私は経済学の専門家ではないから、どちらが正しいのか良く分からないが、著者の主張は、
「日本で物価が上がらないのは賃金が上がらないからだ。そして賃金が上がらないのは生産性が上がらないから」
である。
そして、日本銀行は上記の因と果の関係を間違えて逆に捉えているために、異次元の金融緩和策を実施した、
金融緩和によって物価上昇率を高めれば経済成長率が高まると考えたのだ。 

著者は「賃金が上がらないのは生産性が上がらないからだ」という主張のおもな要因として、
日本では(アメリカと比べて)高度サービス産業が育たなかった点をあげている。
アメリカでは、GAFA/GAMMA(フェイスブックは社名をメタに変更したから、GAFAではなく、GAMMAというらしい)に代表される情報・データ処理サービスが急速に育った。
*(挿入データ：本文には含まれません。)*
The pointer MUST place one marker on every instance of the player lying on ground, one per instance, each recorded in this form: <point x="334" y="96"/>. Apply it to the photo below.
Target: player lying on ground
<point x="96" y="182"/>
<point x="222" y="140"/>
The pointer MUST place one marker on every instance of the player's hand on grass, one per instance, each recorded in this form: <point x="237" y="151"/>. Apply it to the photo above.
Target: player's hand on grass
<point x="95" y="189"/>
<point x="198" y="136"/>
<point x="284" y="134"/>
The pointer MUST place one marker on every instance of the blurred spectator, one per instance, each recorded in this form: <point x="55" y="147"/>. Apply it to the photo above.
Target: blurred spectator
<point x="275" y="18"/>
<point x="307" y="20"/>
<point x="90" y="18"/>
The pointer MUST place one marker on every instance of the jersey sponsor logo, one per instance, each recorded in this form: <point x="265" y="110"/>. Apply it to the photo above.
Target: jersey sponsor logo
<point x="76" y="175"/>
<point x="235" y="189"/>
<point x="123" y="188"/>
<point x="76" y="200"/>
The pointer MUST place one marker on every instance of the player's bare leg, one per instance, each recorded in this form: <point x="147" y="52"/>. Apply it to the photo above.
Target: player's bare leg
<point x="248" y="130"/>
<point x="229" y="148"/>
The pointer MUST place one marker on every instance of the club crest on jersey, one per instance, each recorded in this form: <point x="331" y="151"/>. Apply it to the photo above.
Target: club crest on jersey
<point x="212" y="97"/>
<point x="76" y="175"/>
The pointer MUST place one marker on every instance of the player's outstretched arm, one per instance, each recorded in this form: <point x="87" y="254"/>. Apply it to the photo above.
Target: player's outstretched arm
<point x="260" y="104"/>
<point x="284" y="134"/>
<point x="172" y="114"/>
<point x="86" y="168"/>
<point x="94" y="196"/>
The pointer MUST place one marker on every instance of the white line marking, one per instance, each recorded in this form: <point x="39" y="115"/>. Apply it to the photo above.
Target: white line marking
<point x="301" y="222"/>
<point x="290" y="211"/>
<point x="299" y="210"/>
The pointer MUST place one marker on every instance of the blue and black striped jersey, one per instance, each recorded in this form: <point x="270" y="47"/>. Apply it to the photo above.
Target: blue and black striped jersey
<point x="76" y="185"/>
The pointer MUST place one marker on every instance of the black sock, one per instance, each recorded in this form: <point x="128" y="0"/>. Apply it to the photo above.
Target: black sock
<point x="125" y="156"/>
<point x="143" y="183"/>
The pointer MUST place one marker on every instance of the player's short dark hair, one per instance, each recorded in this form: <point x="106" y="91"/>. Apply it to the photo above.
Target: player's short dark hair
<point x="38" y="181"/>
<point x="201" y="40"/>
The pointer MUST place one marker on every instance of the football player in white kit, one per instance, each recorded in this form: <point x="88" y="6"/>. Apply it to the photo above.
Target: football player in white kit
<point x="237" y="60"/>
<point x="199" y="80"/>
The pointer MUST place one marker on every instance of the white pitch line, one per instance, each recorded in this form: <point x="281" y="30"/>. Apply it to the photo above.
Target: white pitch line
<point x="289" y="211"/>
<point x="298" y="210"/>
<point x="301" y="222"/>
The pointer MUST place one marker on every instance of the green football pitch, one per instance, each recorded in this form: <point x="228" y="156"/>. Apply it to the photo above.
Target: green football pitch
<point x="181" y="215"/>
一方、日本はデジタル化が遅れて産業構造の転換を図れなかった。
デジタル化の遅れは1990年代のIT革命に乗り遅れたことが始まりである。
著者は、産業構造の転換/デジタル化に関連して、
「新しい資本主義」とは、「資本なき資本主義」のことであり、これは「データ資本主義」と呼ぶものだと解説している。
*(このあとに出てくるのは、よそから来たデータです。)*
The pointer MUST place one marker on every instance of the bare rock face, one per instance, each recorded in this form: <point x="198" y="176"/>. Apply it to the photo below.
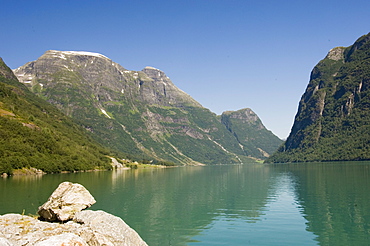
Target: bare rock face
<point x="65" y="201"/>
<point x="65" y="239"/>
<point x="85" y="228"/>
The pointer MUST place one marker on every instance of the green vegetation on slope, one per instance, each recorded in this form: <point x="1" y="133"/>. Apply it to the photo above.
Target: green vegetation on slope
<point x="333" y="120"/>
<point x="248" y="129"/>
<point x="34" y="133"/>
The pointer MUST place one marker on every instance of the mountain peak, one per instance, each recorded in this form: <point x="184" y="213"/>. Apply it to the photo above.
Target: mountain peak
<point x="63" y="54"/>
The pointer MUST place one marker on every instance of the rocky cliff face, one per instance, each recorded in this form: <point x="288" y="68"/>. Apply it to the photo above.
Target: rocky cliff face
<point x="252" y="135"/>
<point x="137" y="112"/>
<point x="36" y="134"/>
<point x="332" y="122"/>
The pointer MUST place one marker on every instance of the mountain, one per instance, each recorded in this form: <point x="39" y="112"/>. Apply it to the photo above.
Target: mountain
<point x="333" y="118"/>
<point x="137" y="112"/>
<point x="252" y="135"/>
<point x="36" y="134"/>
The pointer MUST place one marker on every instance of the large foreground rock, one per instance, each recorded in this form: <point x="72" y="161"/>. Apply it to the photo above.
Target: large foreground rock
<point x="88" y="228"/>
<point x="65" y="201"/>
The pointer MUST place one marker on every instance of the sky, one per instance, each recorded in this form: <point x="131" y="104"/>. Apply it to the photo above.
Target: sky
<point x="226" y="54"/>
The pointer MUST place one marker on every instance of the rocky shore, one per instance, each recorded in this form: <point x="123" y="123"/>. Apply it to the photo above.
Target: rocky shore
<point x="63" y="223"/>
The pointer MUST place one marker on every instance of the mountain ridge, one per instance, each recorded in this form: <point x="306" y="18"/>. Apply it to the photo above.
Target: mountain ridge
<point x="332" y="122"/>
<point x="138" y="112"/>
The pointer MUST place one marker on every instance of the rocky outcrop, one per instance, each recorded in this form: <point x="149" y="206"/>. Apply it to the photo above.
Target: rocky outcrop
<point x="332" y="122"/>
<point x="251" y="134"/>
<point x="138" y="113"/>
<point x="95" y="228"/>
<point x="65" y="201"/>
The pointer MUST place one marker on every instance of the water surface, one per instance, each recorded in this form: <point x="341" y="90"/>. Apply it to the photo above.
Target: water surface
<point x="285" y="204"/>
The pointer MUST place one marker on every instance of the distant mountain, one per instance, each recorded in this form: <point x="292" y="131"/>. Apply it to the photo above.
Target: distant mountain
<point x="252" y="135"/>
<point x="138" y="112"/>
<point x="333" y="119"/>
<point x="36" y="134"/>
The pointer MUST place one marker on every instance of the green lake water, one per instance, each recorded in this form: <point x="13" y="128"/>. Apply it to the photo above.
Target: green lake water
<point x="285" y="204"/>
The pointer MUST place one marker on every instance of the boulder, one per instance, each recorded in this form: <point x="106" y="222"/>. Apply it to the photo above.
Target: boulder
<point x="65" y="239"/>
<point x="4" y="242"/>
<point x="65" y="201"/>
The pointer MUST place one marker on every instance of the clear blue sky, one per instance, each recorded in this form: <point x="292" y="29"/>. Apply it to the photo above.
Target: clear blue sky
<point x="227" y="54"/>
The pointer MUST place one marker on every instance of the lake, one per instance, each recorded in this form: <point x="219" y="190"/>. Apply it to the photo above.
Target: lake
<point x="275" y="204"/>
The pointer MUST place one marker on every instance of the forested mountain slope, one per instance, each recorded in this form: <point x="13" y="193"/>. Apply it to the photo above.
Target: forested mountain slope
<point x="138" y="112"/>
<point x="35" y="134"/>
<point x="333" y="118"/>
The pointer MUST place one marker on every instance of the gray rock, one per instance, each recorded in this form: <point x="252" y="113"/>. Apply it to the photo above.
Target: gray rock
<point x="65" y="201"/>
<point x="92" y="228"/>
<point x="4" y="242"/>
<point x="108" y="229"/>
<point x="65" y="239"/>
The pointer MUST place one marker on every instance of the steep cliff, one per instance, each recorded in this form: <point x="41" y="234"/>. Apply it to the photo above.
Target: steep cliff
<point x="138" y="112"/>
<point x="35" y="134"/>
<point x="252" y="135"/>
<point x="333" y="118"/>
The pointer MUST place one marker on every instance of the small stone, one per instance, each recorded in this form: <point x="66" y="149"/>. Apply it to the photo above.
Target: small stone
<point x="4" y="242"/>
<point x="65" y="239"/>
<point x="65" y="201"/>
すなわち、現在の企業経営にとって、情報やデータなどの無形資産が、資本のなかでその重要性を増している。

著者の主張では、日銀は「賃金が上がらないのは物価が上がらないからだ」という誤った認識で金融緩和策を継続した。その結果、「円安の麻薬効果」を招来した。
円安の麻薬効果とは、企業は技術革新を行わなくとも、円安効果によって利益を上げることができ、それに伴って株価も上昇したことを指している。
一方で、労働者の実質賃金は上がらなかった(労働者を貧しくした)。

日本の将来の問題は、(巷でよく言われているように)労働力人口の減少と高齢化の進展である。
このような背景から、IMFは日本の将来の実質成長率を0.5%と予測しているそうだ。IMFの「2020年報告書」にある提言が興味深い。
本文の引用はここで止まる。